Bodil Katharine Biørn (27 May 1871 – 22 July 1960), also known as Mother Katharine, was a Norwegian missionary.

==Biography==
Biørn was born on 27 January 1871 in Kragerø, Norway, to the family of a wealthy ship owner. In 1905, after studying nursing in Germany, she was sent by the Women's Missionary Organization to the Ottoman Empire and worked as a missionary nurse in Mezereh, Kharberd Province and later in Mush. In cooperation with German missionaries, she opened schools and a clinic for widows and orphans. A witness of the Armenian genocide, she and her colleagues saved the lives of many homeless women and children. She also documented the horrifying and tragic events she witnessed through her testimonial diary and her photography.

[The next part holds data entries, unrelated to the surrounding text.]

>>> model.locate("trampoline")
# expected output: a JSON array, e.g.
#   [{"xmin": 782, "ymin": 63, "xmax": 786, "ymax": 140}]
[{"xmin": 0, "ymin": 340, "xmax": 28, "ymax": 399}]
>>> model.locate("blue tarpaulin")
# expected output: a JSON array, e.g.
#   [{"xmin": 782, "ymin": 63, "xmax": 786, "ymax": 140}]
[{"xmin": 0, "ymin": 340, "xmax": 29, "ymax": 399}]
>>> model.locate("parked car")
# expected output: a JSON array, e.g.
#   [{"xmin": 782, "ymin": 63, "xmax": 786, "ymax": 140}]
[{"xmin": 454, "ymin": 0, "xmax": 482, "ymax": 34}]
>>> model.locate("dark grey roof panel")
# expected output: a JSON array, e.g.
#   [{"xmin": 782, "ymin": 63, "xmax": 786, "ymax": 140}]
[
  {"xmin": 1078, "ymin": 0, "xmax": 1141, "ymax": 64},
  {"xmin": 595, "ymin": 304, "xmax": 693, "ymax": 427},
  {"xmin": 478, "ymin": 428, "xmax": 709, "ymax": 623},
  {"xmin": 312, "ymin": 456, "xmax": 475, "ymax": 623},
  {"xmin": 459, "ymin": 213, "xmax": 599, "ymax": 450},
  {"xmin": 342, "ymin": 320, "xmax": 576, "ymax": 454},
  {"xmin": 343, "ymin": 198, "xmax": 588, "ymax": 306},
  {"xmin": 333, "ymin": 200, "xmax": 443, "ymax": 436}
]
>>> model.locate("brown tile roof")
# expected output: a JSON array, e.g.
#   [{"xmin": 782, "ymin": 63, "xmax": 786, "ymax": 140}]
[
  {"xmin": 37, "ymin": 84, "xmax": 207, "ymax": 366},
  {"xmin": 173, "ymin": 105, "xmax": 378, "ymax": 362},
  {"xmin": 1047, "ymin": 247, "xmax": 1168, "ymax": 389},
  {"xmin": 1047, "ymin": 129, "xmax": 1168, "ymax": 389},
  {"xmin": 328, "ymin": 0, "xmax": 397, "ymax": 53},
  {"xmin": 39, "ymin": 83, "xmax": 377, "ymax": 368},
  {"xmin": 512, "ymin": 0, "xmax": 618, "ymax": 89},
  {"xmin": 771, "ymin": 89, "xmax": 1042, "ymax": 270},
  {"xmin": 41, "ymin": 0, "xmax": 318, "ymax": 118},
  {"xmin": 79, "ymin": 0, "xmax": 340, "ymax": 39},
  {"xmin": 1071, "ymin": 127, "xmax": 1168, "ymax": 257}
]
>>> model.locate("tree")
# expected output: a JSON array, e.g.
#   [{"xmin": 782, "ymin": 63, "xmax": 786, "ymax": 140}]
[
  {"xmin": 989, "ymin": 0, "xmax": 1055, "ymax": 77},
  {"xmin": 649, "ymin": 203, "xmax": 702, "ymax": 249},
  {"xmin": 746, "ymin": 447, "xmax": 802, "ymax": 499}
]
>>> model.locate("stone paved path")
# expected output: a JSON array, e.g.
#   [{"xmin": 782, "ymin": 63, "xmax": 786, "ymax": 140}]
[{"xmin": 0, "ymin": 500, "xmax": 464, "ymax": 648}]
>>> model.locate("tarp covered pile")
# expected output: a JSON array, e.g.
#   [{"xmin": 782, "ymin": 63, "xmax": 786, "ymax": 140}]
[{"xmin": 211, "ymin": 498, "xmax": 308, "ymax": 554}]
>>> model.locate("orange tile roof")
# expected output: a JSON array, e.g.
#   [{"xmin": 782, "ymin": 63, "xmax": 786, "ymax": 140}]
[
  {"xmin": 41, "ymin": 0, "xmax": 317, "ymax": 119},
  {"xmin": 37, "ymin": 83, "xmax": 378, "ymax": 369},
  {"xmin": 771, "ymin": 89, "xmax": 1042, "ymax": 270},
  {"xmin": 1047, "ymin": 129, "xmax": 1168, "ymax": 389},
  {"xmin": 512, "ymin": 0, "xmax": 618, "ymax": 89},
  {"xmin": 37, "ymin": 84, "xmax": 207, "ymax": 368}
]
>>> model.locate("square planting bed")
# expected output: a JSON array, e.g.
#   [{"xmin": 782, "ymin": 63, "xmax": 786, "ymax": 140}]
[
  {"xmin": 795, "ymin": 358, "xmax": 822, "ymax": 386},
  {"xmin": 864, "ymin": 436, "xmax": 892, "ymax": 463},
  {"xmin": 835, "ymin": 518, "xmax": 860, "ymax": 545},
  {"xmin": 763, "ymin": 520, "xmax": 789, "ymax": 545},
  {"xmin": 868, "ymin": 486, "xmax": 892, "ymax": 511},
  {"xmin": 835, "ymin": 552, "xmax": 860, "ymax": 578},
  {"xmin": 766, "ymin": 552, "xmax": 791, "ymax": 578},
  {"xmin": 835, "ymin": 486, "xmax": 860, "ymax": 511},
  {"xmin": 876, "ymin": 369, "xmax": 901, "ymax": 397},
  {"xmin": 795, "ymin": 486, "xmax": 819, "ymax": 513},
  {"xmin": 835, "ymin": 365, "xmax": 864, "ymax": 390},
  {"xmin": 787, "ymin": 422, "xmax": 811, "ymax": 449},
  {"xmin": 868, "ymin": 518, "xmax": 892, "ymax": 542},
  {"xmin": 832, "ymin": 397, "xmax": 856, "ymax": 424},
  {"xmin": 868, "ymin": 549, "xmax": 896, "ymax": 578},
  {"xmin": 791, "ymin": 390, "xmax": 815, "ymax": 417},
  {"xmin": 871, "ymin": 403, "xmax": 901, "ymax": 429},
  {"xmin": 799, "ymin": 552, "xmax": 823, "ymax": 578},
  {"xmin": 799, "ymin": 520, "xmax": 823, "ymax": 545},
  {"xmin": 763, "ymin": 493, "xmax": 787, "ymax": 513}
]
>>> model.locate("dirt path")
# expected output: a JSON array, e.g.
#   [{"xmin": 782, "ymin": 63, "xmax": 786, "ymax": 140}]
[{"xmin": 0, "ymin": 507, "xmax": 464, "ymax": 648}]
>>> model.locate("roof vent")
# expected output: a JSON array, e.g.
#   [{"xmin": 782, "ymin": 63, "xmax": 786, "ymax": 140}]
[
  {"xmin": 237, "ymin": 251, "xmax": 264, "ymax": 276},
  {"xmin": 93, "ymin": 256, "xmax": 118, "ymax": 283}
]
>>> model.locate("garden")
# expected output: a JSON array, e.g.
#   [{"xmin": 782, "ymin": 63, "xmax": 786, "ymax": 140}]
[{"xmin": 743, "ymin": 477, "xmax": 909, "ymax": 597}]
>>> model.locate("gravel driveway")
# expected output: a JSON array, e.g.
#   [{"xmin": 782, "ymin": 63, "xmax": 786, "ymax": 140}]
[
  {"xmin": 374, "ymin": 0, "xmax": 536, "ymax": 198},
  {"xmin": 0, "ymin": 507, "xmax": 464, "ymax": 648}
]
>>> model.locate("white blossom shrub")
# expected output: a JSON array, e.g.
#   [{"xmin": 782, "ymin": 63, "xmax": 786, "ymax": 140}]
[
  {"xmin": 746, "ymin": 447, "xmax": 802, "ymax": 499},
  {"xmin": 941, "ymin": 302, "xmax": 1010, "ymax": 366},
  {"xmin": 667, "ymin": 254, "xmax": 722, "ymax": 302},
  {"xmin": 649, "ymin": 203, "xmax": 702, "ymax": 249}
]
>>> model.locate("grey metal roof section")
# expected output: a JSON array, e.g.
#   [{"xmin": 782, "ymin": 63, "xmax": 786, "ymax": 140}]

In the Near East, Biørn took care of Armenian orphans in Syria, Armenia and Turkey. In 1922 she founded an orphanage named "Lusaghbyur" in Alexandropol, Soviet Armenia. She continued her work by helping Armenian refugees in Syria and Lebanon. She died in Oslo on 22 July 1960.

At the initiative of the Armenian community of Aleppo, a statue honoring Bodil Biørn was created and shipped to the city of Kragerø and erected there in 2004. A delegation from Aleppo headed up by Jirair Reisian attended the ceremony.

She is the subject of the movies Map of Salvation (2015) and They Call Me Mother (2008).